Threat actors are following the growing number of organizations using API-enabled apps because APIs continue to be an easy – and vulnerable – means to access a treasure trove of sensitive data. Despite the fallout of large-scale breaches and ongoing threats, APIs often still reside outside of the application security infrastructure and are ignored by security processes and teams. Vulnerabilities will continue to include broken authorization and authentication functions, excessive data exposure, and a failure to focus on rate limiting and resource limiting attacks. Insecure consumption-based APIs without strict rate limits are among the most vulnerable.
Headlines reporting API-based breaches will continue into 2020, affecting high-profile apps in social media, peer-to-peer, messaging, financial processes, and others, adding to the hundreds of millions of transactions and user profiles that have been scraped in the past two years. The increasing need and hurried pace of organizations adopting APIs for their applications in 2020 will expose API security as the weakest link leading to cloud-native threats, putting user privacy and data at risk until security strategies mature.
Organizations seeking improvement in their API security strategy should pursue a more complete understanding of their Cloud Service APIs through comprehensive discovery across SaaS, PaaS and IaaS environments, implement policy-based authorization, and explore User and Entity Behavior Analytics (UEBA) technology to detect anomalous access patterns.
DevSecOps Will Rise to Prominence as Growth in Containerized Workloads Causes Security Controls to ‘Shift Left’
By Sekhar Sarukkai
DevOps teams can continuously roll out micro-services and interacting, reusable components as applications. As a result, the number of organizations prioritizing the adoption of container technologies will continue to increase in 2020. Gartner predicts that “by 2022, more than 75 percent of global organizations will be running containerized applications in production – a significant increase from fewer than 30 percent today.” 1 Container technologies will help organizations modernize legacy applications and create new cloud-native applications that are scalable and agile.
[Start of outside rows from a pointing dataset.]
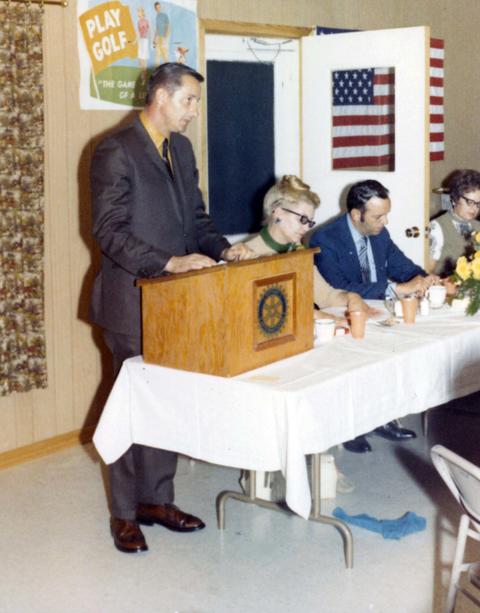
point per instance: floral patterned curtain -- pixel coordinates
(22, 337)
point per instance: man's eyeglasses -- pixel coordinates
(471, 203)
(304, 220)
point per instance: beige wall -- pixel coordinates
(76, 360)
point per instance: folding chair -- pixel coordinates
(463, 480)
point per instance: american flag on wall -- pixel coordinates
(437, 130)
(364, 117)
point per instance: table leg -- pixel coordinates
(315, 515)
(249, 498)
(326, 519)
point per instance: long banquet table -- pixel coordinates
(270, 418)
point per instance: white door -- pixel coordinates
(406, 51)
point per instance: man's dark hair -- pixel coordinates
(170, 76)
(463, 181)
(360, 193)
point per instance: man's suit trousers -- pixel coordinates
(143, 474)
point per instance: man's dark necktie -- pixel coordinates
(165, 157)
(363, 259)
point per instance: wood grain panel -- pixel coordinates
(219, 321)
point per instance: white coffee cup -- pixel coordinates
(324, 329)
(436, 295)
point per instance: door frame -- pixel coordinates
(238, 28)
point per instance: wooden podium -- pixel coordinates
(230, 318)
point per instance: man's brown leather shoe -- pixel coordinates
(169, 516)
(127, 535)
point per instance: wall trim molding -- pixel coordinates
(48, 446)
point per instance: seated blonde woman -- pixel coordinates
(451, 234)
(288, 209)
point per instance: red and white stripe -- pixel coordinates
(437, 129)
(363, 135)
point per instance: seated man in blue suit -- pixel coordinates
(358, 255)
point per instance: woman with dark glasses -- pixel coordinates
(453, 233)
(288, 209)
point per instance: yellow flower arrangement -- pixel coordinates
(467, 279)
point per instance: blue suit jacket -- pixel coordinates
(338, 260)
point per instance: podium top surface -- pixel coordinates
(221, 267)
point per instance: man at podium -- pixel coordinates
(149, 219)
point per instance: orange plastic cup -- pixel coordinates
(357, 320)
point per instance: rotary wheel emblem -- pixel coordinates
(272, 311)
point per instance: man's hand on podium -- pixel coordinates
(240, 251)
(185, 263)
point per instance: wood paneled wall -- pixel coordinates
(78, 367)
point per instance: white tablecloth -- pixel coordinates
(269, 418)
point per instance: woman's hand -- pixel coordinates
(356, 303)
(450, 286)
(339, 321)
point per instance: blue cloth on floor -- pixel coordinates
(388, 528)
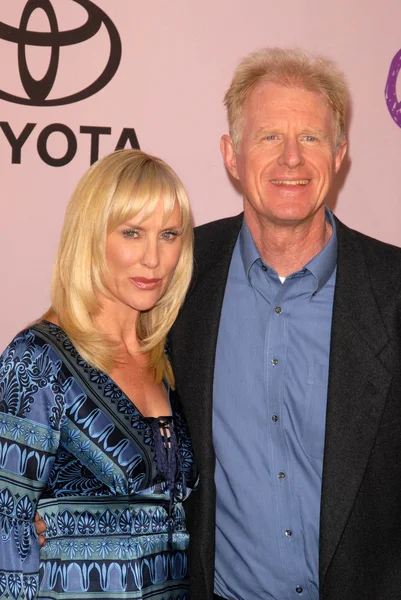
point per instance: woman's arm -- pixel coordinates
(30, 413)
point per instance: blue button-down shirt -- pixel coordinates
(270, 395)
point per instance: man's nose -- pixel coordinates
(291, 155)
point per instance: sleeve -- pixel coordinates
(31, 408)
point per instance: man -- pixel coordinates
(286, 357)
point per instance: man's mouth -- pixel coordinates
(290, 181)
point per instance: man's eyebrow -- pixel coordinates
(315, 132)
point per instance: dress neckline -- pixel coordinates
(150, 419)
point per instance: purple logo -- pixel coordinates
(393, 104)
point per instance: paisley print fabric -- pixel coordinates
(108, 481)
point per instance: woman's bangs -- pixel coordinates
(142, 199)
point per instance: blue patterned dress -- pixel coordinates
(108, 482)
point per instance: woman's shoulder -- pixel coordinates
(41, 339)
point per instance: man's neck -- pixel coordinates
(288, 247)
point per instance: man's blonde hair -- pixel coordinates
(111, 192)
(288, 68)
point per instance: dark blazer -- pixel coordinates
(360, 528)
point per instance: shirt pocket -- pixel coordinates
(314, 425)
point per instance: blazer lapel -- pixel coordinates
(194, 335)
(358, 387)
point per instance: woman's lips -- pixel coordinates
(145, 284)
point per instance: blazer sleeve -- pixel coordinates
(30, 414)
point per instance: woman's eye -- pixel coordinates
(130, 233)
(169, 236)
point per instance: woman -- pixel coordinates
(91, 434)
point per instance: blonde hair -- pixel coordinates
(288, 68)
(112, 191)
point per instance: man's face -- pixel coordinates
(287, 157)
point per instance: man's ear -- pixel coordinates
(229, 155)
(341, 152)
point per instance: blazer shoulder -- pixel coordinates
(214, 236)
(383, 260)
(371, 245)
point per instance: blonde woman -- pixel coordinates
(91, 432)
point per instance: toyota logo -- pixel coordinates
(37, 91)
(393, 104)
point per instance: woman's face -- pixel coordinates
(141, 258)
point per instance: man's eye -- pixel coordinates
(130, 233)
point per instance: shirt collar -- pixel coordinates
(321, 266)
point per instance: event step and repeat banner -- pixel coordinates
(81, 78)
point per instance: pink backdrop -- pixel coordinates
(177, 61)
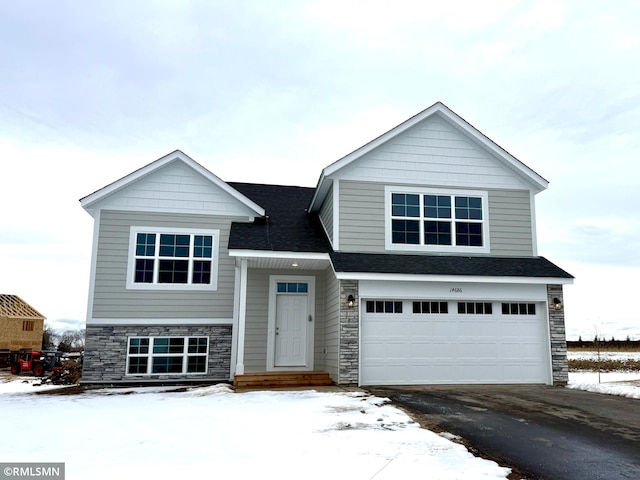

Containerized applications are built by assembling reusable components on software defined Infrastructure-as-Code (IaC) which is deployed into Cloud environments. Continuous Integration / Continuous Deployment (CI/CD) tools automate the build and deploy process of these applications and IaC, creating a challenge for pre-emptive and continuous detection of application vulnerabilities and IaC configuration errors. To adjust to the rise in containerized applications operating in a CI/CD model, security teams will need to conduct their risk assessment at the time of code build, before deployment. This effectively shifts security “left” in the deployment lifecycle and integrates security into the DevOps process, a model frequently referred to as DevSecOps.
Additionally, threats to containerized applications are introduced nor only by IaC misconfigurations or application vulnerabilities, but also abused network privileges which allow lateral movement in an attack. To address these run-time threats, organizations are increasingly turning to cloud-native security tools developed specifically for container environments. Cloud Access Security Brokers (CASB) are used to conduct configuration and vulnerability scanning, while Cloud Workload Protection Platforms (CWPP) work as traffic enforcers for network micro-segmentation based on the identity of the application, regardless of its IP. This approach to application identity-based enforcement will push organizations away from the five-tuple approach to network security which is increasingly irrelevant in the context of ephemeral container deployments.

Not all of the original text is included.